“This is him spinning the proclamation into more than it is,” said Ofer Zalzberg of the International Crisis Group. “If Israel annexed Gush Etzion, would Trump let it lie? He could decide that the Golan was desirable, but the West Bank is not. He did not commit to recognizing all Israeli annexation. Trump never said he was going to be consistent.”
Even legal experts who are sympathetic to Israeli claims in the West Bank and East Jerusalem stressed the differences between those territories and the Golan.
“It can’t serve as a precedent,” said Alan Baker, a retired Israeli diplomat and former legal adviser to the Israeli Foreign Ministry who lives in a West Bank settlement. “Every situation has its own specific aspects.”

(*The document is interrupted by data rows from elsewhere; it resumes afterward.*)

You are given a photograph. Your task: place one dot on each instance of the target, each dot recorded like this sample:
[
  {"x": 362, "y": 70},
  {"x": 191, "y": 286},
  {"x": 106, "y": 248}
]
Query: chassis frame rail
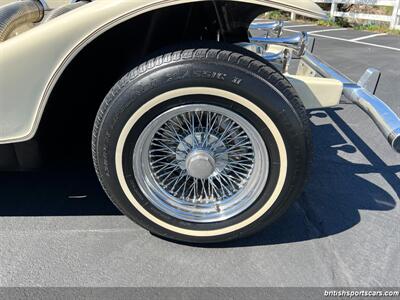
[{"x": 384, "y": 117}]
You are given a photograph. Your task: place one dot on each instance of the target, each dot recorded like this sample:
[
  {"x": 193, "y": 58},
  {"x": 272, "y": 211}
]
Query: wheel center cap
[{"x": 200, "y": 164}]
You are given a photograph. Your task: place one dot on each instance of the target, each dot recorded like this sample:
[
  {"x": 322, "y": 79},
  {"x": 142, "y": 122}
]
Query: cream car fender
[{"x": 38, "y": 57}]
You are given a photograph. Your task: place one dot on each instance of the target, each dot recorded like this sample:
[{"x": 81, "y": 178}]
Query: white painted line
[
  {"x": 350, "y": 41},
  {"x": 327, "y": 30},
  {"x": 368, "y": 36},
  {"x": 303, "y": 25}
]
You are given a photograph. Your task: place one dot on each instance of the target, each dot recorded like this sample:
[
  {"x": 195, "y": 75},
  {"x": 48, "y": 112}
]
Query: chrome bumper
[{"x": 361, "y": 94}]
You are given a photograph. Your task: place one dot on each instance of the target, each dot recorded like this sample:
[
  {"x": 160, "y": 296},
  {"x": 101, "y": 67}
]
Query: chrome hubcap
[{"x": 201, "y": 163}]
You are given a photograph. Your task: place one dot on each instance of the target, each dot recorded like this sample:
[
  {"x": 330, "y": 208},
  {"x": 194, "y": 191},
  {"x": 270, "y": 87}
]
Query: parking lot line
[
  {"x": 368, "y": 36},
  {"x": 350, "y": 41},
  {"x": 301, "y": 25},
  {"x": 327, "y": 30}
]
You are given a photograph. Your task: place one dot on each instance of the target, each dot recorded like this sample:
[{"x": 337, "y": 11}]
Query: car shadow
[
  {"x": 330, "y": 204},
  {"x": 336, "y": 190}
]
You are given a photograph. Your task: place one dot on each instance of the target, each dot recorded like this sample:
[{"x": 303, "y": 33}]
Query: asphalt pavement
[{"x": 57, "y": 228}]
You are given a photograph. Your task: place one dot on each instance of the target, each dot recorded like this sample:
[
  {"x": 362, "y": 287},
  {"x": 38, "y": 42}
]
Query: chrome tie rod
[{"x": 360, "y": 93}]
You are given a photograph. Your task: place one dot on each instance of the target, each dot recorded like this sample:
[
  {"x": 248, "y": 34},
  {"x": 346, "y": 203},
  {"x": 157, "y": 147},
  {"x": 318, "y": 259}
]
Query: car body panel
[{"x": 31, "y": 63}]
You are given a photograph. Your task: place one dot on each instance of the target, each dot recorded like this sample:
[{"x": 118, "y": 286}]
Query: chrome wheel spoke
[{"x": 200, "y": 163}]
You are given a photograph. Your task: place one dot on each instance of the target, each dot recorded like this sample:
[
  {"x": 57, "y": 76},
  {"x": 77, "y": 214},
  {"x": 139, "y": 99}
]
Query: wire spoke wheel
[{"x": 201, "y": 163}]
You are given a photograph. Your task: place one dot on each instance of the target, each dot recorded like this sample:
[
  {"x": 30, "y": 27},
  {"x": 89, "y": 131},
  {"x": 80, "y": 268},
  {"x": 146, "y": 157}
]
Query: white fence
[{"x": 393, "y": 19}]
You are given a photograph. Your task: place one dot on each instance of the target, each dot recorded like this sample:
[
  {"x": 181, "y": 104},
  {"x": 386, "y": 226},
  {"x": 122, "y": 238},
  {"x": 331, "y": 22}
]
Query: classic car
[{"x": 199, "y": 133}]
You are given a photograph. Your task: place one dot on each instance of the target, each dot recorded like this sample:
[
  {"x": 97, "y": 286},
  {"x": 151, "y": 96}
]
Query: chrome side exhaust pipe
[
  {"x": 19, "y": 13},
  {"x": 362, "y": 94},
  {"x": 64, "y": 9}
]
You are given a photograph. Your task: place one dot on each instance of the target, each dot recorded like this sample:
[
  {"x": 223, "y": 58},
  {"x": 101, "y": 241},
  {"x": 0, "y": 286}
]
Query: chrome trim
[
  {"x": 384, "y": 117},
  {"x": 275, "y": 27},
  {"x": 298, "y": 42}
]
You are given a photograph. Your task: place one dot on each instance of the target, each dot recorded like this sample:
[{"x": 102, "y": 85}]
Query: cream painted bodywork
[
  {"x": 316, "y": 92},
  {"x": 31, "y": 63}
]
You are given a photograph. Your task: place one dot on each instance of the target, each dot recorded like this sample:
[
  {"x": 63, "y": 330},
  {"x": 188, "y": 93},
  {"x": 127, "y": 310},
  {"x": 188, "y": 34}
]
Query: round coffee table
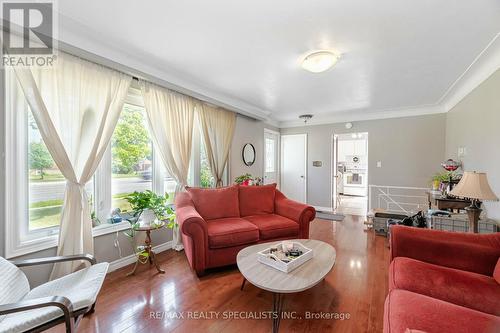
[{"x": 302, "y": 278}]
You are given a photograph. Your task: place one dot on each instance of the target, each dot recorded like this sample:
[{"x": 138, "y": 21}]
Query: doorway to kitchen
[{"x": 350, "y": 173}]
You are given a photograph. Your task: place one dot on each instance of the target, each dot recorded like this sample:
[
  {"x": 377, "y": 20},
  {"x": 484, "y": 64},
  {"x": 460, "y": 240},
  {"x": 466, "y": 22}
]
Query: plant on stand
[{"x": 149, "y": 209}]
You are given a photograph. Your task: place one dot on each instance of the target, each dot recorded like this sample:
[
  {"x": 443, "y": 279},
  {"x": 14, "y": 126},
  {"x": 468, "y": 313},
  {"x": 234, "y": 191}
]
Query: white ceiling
[{"x": 396, "y": 54}]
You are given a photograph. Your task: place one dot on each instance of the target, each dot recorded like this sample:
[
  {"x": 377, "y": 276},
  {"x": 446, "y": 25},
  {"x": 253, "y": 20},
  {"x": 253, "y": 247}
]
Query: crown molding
[{"x": 482, "y": 67}]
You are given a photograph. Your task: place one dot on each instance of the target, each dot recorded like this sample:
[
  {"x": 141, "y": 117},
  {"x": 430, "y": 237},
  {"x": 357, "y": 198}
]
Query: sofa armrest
[
  {"x": 61, "y": 302},
  {"x": 194, "y": 230},
  {"x": 301, "y": 213},
  {"x": 464, "y": 251}
]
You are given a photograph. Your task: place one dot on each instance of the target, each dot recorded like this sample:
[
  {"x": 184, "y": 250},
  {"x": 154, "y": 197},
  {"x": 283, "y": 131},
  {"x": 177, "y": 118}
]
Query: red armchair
[
  {"x": 443, "y": 282},
  {"x": 217, "y": 223}
]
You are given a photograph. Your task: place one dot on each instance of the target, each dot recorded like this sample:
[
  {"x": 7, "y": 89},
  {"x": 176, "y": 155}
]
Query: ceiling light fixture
[
  {"x": 319, "y": 61},
  {"x": 305, "y": 117}
]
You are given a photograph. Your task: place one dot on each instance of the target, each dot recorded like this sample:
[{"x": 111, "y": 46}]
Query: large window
[
  {"x": 35, "y": 185},
  {"x": 131, "y": 156}
]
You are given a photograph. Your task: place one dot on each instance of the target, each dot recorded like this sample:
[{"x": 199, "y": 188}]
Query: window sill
[{"x": 109, "y": 228}]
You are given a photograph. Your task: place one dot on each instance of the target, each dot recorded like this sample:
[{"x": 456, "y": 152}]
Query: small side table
[{"x": 148, "y": 248}]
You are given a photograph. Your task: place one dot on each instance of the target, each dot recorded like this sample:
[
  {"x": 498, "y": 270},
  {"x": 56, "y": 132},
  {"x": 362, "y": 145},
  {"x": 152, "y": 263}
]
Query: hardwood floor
[{"x": 357, "y": 285}]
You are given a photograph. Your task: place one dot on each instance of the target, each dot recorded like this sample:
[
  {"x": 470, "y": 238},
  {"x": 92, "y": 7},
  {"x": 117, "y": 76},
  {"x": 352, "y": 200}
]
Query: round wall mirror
[{"x": 248, "y": 154}]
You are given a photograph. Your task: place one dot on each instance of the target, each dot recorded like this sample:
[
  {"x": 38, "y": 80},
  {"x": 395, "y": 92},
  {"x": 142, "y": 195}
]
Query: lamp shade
[{"x": 474, "y": 185}]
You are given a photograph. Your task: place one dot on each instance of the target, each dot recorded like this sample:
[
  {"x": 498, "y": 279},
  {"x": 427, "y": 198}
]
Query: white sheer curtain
[
  {"x": 76, "y": 105},
  {"x": 171, "y": 118},
  {"x": 217, "y": 126}
]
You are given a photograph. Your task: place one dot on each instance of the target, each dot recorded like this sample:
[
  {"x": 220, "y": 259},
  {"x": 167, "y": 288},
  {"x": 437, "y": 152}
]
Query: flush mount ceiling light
[
  {"x": 319, "y": 61},
  {"x": 305, "y": 117}
]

Mr. Baker, co-author of a 2012 government report that argued that the West Bank was not occupied and that the Israeli settlements there are legal, said one of the main differences between it and the Golan was that under the Oslo Accords of the 1990s, both the Israelis and Palestinians committed to determining the future status of the West Bank through negotiations.
“According to international law,” he said, “you can’t acquire territory, annex or take sovereignty as an act of war, only as part of a negotiation and with the agreement of the former sovereign. That’s the normal practice.”
But he added that “if a state is exercising the right of self-defense against an aggressor, then the defending state is permitted to remain as long as the threat exists and as long as the other state presents a danger.”
Since 1948, Mr. Baker said, Syria has threatened Israel. Today it is also unstable and has used chemical warfare against its citizens, and its president has been accused of committing war crimes. Syria has consistently refused to recognize Israel, or a common border with Israel.